Comparison of Ussing Chamber and Caco-2 Model in Evaluation of Intestinal Absorption Mechanism of Compounds from Different BCS Classifications.

Abstract

Background: Oral bioavailability (F), which is evaluated by permeability and solubility, is one of the key parameters in drug discovery. Currently, Caco-2 and Ussing chamber are both used in the study of intestinal permeability of drugs at different stages of drug development. However, comparative research between the Ussing chamber and Caco-2 for predicting the intestinal availability data (F_a×F_g) in humans has not been reported.

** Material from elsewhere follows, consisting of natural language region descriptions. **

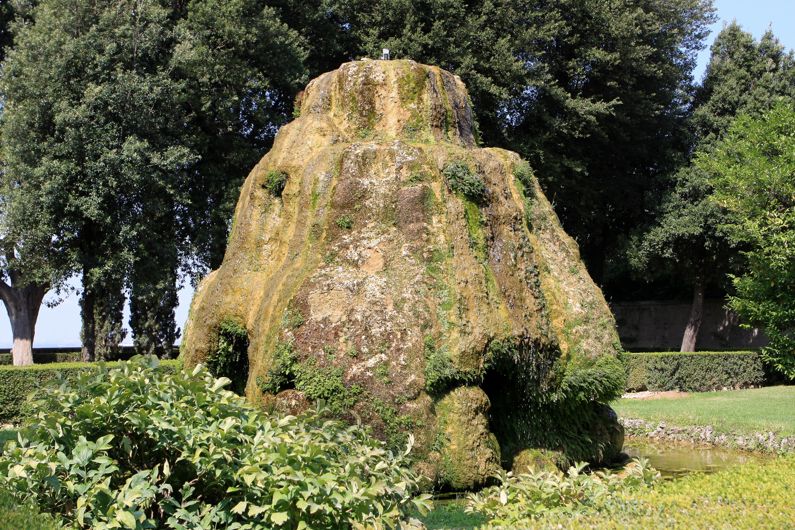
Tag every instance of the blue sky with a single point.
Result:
(60, 325)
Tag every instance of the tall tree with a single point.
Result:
(140, 118)
(688, 235)
(753, 171)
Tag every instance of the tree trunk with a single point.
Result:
(88, 331)
(23, 306)
(694, 321)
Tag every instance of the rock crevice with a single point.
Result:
(411, 279)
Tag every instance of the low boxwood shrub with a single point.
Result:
(693, 372)
(133, 447)
(45, 357)
(17, 383)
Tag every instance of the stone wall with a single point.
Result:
(659, 325)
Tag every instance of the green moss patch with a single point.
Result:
(275, 182)
(461, 179)
(230, 356)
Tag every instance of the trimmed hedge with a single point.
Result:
(45, 357)
(18, 382)
(693, 372)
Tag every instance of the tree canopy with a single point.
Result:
(753, 173)
(133, 123)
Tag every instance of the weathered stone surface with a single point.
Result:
(424, 311)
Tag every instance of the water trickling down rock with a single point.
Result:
(414, 281)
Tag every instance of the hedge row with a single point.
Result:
(45, 357)
(693, 372)
(19, 382)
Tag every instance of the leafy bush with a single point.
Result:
(19, 382)
(520, 498)
(131, 447)
(230, 357)
(275, 181)
(16, 516)
(461, 179)
(693, 372)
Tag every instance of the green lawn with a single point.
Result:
(770, 409)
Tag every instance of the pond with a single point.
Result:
(675, 460)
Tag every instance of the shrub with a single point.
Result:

Methods: In the present study, we evaluated the permeability of 22 drugs in rat intestines by Ussing chamber and compared them with the reported permeability data from Caco-2. In addition, the active transport of gabapentin was evaluated by Ussing Chamber.

Results: Intestine segments were selected by corresponding absorption site for Ussing chamber analysis. BCS Class I and II compounds were more absorbed in the duodenum and jejunum, and Class III and IV compounds were more absorbed in the ileum. P_app values in the Caco-2 model were moderately correlated with human F_a×F_g (R²=0.722), and the P_app of the rat in the Ussing chamber revealed a better correlation with human F_a×F_g (R²=0.952). In addition, we also used the Ussing chamber to identify the transporter of gabapentin, and the results showed that the active absorption of gabapentin was related to LAT1.

Conclusion: Ussing chamber combined with rat intestinal tissue would be a significant tool for predicting the intestinal absorption and metabolism of compounds with diverse physiochemical characteristics.